Data-driven Model Predictive Control using MATLAB
Midhun T. Augustine
TL;DR
The paper surveys data-driven model predictive control (D-MPC), delineating model-based pathways like D-LMPC and D-NMPC alongside model-free approaches such as DeePC. It details concrete identification techniques (Ho-Kalman-Kung, PEM, SPC) and NN-based nonlinear predictors (RNN, SSNN) with numerical examples on standard LTI and nonlinear CSTR systems. Key contributions include a structured taxonomy of data-driven LMPC/NMPC methods, explicit data-driven constraints, and demonstrative simulations that validate stability, tracking, and constraint satisfaction under data-driven paradigms.
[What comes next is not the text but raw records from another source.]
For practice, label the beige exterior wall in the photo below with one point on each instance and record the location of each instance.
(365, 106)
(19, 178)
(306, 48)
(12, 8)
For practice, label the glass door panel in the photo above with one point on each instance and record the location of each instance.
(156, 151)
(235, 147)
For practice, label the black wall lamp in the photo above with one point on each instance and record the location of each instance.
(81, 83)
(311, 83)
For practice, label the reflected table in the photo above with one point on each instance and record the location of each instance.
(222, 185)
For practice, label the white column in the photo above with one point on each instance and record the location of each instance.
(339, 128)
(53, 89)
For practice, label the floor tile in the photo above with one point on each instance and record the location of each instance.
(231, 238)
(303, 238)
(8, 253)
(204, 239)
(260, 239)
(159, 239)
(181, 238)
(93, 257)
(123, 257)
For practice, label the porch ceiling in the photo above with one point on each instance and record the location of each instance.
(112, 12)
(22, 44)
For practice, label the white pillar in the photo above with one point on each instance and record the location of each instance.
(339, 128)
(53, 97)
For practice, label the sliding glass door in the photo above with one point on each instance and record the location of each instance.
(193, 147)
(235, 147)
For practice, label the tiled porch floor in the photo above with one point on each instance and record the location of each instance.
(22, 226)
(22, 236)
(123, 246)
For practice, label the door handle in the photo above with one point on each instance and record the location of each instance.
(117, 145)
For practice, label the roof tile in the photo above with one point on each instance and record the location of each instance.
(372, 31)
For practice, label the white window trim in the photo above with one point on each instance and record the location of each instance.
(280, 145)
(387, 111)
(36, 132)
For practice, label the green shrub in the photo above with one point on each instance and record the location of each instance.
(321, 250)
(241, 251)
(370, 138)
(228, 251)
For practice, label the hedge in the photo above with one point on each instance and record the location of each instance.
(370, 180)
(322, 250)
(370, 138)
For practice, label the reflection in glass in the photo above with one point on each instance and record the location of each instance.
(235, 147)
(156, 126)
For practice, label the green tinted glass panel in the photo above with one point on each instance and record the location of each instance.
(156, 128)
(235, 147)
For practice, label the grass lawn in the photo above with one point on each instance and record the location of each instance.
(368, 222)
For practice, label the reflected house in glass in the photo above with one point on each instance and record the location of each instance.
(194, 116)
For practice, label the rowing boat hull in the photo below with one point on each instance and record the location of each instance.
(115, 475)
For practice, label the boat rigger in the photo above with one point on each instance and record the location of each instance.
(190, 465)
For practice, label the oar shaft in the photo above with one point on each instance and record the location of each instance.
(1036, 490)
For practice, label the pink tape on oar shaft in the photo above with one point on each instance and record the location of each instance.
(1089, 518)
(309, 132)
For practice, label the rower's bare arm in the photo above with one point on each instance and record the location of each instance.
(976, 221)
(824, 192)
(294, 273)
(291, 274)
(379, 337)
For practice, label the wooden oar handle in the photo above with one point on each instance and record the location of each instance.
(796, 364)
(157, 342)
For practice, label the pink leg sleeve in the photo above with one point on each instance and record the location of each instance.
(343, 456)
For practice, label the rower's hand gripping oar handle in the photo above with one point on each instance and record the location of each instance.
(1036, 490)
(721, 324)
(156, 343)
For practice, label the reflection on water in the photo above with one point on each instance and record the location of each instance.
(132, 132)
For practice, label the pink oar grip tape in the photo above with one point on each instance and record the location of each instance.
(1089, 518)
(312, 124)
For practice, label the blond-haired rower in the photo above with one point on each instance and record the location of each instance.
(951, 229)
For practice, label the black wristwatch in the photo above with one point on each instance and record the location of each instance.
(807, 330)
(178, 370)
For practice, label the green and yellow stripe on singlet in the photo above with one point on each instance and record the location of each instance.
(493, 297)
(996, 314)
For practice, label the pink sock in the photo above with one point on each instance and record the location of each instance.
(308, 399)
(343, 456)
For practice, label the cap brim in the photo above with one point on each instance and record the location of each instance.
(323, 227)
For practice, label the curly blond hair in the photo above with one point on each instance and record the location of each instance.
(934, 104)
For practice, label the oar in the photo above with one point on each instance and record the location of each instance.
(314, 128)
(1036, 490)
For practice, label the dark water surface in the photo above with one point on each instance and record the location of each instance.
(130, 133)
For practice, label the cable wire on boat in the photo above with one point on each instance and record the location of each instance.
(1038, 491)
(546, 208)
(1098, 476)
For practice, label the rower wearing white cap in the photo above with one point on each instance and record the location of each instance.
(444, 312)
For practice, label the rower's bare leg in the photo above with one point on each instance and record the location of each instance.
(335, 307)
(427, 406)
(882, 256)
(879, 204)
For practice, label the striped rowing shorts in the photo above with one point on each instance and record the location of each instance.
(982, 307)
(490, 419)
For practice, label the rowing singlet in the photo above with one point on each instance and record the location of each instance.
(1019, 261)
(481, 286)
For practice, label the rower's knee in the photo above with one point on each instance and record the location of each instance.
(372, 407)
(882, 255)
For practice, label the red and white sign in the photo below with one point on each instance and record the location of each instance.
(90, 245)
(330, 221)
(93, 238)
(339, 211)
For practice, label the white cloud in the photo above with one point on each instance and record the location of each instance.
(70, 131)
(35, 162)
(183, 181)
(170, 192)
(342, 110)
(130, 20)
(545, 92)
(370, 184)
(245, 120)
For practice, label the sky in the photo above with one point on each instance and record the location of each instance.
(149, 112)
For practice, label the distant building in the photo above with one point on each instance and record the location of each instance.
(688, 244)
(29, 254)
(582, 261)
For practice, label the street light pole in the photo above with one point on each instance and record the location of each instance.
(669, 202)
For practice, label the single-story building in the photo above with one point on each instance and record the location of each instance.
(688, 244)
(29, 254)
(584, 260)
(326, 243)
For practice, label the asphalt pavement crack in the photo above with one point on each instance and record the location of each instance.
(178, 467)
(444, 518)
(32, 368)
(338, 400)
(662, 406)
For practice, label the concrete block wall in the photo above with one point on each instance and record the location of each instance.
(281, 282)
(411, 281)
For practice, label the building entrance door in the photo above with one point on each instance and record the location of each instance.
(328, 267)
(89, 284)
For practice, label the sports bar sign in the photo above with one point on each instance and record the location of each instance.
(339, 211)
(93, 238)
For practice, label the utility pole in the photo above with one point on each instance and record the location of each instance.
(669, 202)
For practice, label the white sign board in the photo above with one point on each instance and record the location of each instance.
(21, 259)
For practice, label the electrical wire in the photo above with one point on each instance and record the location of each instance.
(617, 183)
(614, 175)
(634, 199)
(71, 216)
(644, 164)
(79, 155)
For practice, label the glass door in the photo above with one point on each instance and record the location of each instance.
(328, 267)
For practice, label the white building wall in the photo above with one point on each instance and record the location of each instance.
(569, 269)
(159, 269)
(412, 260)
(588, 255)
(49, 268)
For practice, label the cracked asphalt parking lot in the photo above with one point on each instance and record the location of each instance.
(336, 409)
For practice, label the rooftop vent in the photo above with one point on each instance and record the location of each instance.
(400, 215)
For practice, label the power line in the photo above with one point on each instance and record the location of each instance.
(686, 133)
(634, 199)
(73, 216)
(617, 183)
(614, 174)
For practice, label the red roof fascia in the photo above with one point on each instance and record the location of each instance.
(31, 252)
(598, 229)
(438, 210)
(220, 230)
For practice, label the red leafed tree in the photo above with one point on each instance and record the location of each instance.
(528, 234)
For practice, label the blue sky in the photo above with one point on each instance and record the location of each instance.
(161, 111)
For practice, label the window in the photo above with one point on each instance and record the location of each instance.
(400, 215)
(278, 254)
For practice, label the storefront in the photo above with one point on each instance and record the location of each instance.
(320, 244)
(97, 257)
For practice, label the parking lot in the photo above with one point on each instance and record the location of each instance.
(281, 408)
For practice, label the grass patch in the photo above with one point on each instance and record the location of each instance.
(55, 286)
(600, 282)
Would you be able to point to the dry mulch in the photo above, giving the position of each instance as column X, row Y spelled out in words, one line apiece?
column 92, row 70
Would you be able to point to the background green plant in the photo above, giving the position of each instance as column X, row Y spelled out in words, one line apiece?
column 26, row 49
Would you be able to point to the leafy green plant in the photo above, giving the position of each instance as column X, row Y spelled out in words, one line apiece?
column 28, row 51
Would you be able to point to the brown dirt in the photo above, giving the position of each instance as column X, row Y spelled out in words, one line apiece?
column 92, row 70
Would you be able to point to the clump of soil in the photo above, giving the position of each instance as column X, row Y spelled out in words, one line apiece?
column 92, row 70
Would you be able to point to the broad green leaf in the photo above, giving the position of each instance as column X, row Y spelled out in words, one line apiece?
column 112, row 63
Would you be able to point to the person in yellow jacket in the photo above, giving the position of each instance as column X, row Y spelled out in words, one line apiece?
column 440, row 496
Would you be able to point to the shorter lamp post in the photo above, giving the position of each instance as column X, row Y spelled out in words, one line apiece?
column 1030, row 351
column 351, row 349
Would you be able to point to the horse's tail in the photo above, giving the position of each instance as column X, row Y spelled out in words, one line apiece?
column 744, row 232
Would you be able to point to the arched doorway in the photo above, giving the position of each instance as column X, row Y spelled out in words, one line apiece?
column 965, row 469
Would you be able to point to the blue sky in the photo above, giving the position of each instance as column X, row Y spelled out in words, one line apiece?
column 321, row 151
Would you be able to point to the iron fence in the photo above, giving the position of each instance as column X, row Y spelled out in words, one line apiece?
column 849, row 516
The work highlights ongoing advancements, practical considerations, and future directions, including model-free data-driven strategies and the integration of reinforcement learning with MPC for adaptive and robust control.
Abstract
This paper presents a comprehensive overview of data-driven model predictive control, highlighting state-of-the-art methodologies and their numerical implementation. The discussion begins with a brief review of conventional model predictive control (MPC), which discusses both linear MPC (LMPC) and nonlinear MPC (NMPC). This is followed by a section on data-driven LMPC, outlining fundamental concepts and the implementation of various approaches, including subspace predictive control and prediction error methods. Subsequently, the focus shifts to data-driven NMPC, emphasizing approaches based on neural network models. The paper concludes with a review of recent advancements in data-driven MPC and explores potential directions for future research.